Hmong across the United States fear for the lives of 8,000 Hmong refugees in Thailand, who they say are slated to be sent back to Laos.
State Department officials said on Friday that they had not seen any recent reports of Hmong being sent against their will from Thai refugee camps into Laos.
In a statement released in June 2007, the State Department expressed "grave concern" over "continued allegations of human rights violations in Laos."
Nhia Shou Lee, 45, of Willows said his niece is among some 18 Hmong from Thailand who were returned to Laos in recent weeks. "They're in prison now, and we don't know why," he said.
In a statement that Thailand's embassy in Washington issued Friday, the Thai government said 11 Laotian Hmong were sent back "freely and without any form of coercion. ... This decision was made on humanitarian grounds, since the main reason given for wanting to return was to reunite with family members there."

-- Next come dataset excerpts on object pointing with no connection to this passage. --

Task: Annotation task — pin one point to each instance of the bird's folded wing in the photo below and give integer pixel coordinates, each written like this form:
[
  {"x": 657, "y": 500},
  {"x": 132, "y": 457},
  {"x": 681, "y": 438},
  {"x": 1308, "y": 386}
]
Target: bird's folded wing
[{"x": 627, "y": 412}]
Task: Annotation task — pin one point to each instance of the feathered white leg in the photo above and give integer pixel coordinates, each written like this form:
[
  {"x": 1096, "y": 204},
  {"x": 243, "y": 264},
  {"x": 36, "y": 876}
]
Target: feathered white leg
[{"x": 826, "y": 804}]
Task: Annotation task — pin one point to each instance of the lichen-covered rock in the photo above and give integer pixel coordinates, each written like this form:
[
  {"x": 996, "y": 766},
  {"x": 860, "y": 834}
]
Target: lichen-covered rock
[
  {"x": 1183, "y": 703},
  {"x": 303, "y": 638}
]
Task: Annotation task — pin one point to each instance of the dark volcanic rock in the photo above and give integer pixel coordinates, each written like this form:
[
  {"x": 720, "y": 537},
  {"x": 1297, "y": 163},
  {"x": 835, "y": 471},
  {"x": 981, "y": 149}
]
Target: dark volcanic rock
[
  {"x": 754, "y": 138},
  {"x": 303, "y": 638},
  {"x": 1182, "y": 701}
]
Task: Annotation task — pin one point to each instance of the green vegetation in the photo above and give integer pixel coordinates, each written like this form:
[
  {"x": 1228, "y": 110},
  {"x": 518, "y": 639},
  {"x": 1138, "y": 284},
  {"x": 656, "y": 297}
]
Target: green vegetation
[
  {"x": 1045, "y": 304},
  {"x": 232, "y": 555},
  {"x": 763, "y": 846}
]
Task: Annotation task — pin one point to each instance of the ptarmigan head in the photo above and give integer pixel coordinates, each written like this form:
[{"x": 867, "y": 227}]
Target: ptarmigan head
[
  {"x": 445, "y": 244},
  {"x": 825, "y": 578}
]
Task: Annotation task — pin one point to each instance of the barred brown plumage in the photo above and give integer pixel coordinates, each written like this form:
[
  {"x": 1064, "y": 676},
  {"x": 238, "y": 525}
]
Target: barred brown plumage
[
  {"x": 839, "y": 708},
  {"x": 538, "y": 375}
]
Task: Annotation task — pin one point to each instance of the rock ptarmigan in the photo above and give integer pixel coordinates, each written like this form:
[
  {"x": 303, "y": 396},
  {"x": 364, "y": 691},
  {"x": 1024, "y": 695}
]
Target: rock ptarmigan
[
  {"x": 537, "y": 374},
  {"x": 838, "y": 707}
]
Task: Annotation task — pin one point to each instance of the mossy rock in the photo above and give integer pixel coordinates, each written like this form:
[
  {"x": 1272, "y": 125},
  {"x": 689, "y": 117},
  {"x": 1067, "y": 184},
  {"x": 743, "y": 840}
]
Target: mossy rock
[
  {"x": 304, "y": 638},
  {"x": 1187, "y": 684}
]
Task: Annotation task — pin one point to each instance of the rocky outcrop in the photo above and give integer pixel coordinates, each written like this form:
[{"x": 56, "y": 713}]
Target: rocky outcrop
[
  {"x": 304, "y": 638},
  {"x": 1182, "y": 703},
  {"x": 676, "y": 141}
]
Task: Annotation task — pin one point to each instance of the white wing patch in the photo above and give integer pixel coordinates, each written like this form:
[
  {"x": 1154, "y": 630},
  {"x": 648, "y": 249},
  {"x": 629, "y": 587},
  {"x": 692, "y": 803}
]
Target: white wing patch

The plight of the Hmong in Laos and Thailand drew international attention following the arrests last year of 10 California Hmong and a Vietnam War veteran from Woodland. The 11 – including Gen. Vang Pao, leader of the CIA's secret army – were charged with plotting the overthrow of Communist Laos to liberate those in the jungle.
All 40,000 pages of discovery have been turned over by prosecutors to defense lawyers who are busy sorting through it.
A trial date may be set at a status conference scheduled before U.S. District Judge Frank C. Damrell Jr. for April 23.